Last year a series of unfortunate events rocked my world. Normal stuff everyone deals with like hosting a birthday party, surviving the holidays, falling on my face while running my dogs. But something was different. Did I hit my emotional bottom? Maybe the utter lunacy this illness forces one to live with day in and day out pushed me over my tipping point? Perhaps I healed enough from the strokes my true personality started to rear it's impatient head and didn't like what it saw? I can't say it was one thing. More like a paradigm shift of epic proportions enveloped me. I'd had enough. Stop the bus, I need to get off. I couldn't take one more round of the Fibro cycle. That push-crash-push-crash-push-crash nightmare of unmet expectation and constant disappointment. Waking up every morning either flaring or angry, because I knew by the end of the day the other would have taken over.
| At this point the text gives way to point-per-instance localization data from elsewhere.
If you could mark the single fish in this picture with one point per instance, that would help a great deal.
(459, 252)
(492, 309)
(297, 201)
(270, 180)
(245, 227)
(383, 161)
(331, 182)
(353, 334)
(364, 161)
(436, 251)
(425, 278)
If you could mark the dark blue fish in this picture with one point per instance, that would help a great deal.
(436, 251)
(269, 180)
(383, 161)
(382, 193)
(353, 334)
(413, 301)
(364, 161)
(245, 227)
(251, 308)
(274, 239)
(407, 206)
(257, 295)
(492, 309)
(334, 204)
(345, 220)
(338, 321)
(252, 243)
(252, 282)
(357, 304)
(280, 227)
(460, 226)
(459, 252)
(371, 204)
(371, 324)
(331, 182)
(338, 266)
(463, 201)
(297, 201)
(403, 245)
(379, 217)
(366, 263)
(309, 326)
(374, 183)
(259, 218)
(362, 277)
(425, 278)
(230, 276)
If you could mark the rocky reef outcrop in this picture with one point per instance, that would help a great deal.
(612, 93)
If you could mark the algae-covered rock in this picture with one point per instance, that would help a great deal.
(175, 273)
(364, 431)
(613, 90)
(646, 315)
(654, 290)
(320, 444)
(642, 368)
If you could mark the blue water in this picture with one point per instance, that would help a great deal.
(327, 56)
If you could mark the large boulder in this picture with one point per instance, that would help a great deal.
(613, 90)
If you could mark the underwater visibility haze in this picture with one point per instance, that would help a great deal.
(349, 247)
That funny thing called clarity smacked me upside the head and I knew I couldn't do one more tango on that dance floor. For the first time in my life I took responsibility for even standing in the ballroom in the first place. Yeah maybe others told me to foxtrot, encouraged me to two-step, got mad if I didn't cha-cha with their equal fervor. But ultimately at the end of the day none of that mattered. What was important? How I neglected me, my heart and soul, as penance for getting sick. Repetitively assaulting myself by believing I wasn't worth more than being...a disappointment.
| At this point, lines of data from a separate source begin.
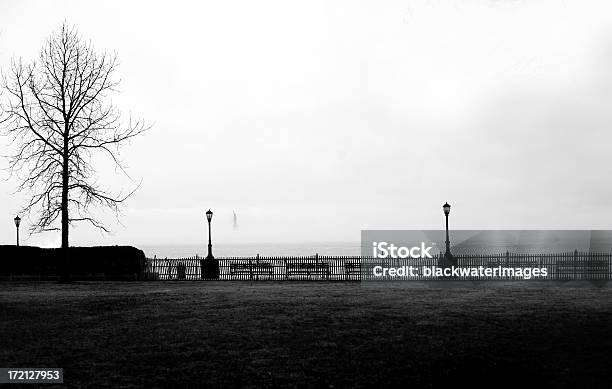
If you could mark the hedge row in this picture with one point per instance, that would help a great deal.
(104, 262)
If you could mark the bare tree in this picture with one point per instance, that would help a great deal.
(58, 114)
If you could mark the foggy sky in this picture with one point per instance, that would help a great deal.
(313, 120)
So I set out to change. I couldn't wave a wand and make my illnesses disappear, but with lifestyle management I sure could minimize their impact on my quality of life. It's hard to change direction when you think you're stuck on a train track barreling full speed ahead. Like everything else in my life since I got sick my efforts were slow, hard, painful and arduous. The only way I saw the possibility of living a successful life was to stop caring about what everyone else thought/expected/wanted. The few principle relationships in my life became my focus and the rest ceased to be more important to me than me. I don't like being unpopular and my new practice wasn't well received, for a bit. Oddly enough they got over it pretty quick. Which was good, but funny, because the whole point was I wasn't supposed to care anymore.
Day by day I made choices by considering the outcome first. If it sabotaged me, I didn't do it. I felt terribly selfish initially, fueled by progress's biggest aggressor, guilt. It is now, half a year later, so obvious what I needed to do. How I didn't see it sooner mystifies me. Comparing my output and lifestyle with healthy people, or even expecting them to understand my reality, seems completely ridiculous now. And I've discovered that havoc-inducing guilt is but a silly indulgence. See the point wasn't to hole myself up in a cocoon where I could strike out at the attacks of life like a self-absorbed twit. The purpose of all this was to retreat, improve, and come back out again. Able to engage in this thing called life in ways that don't make me sick. And it really does feel that simple.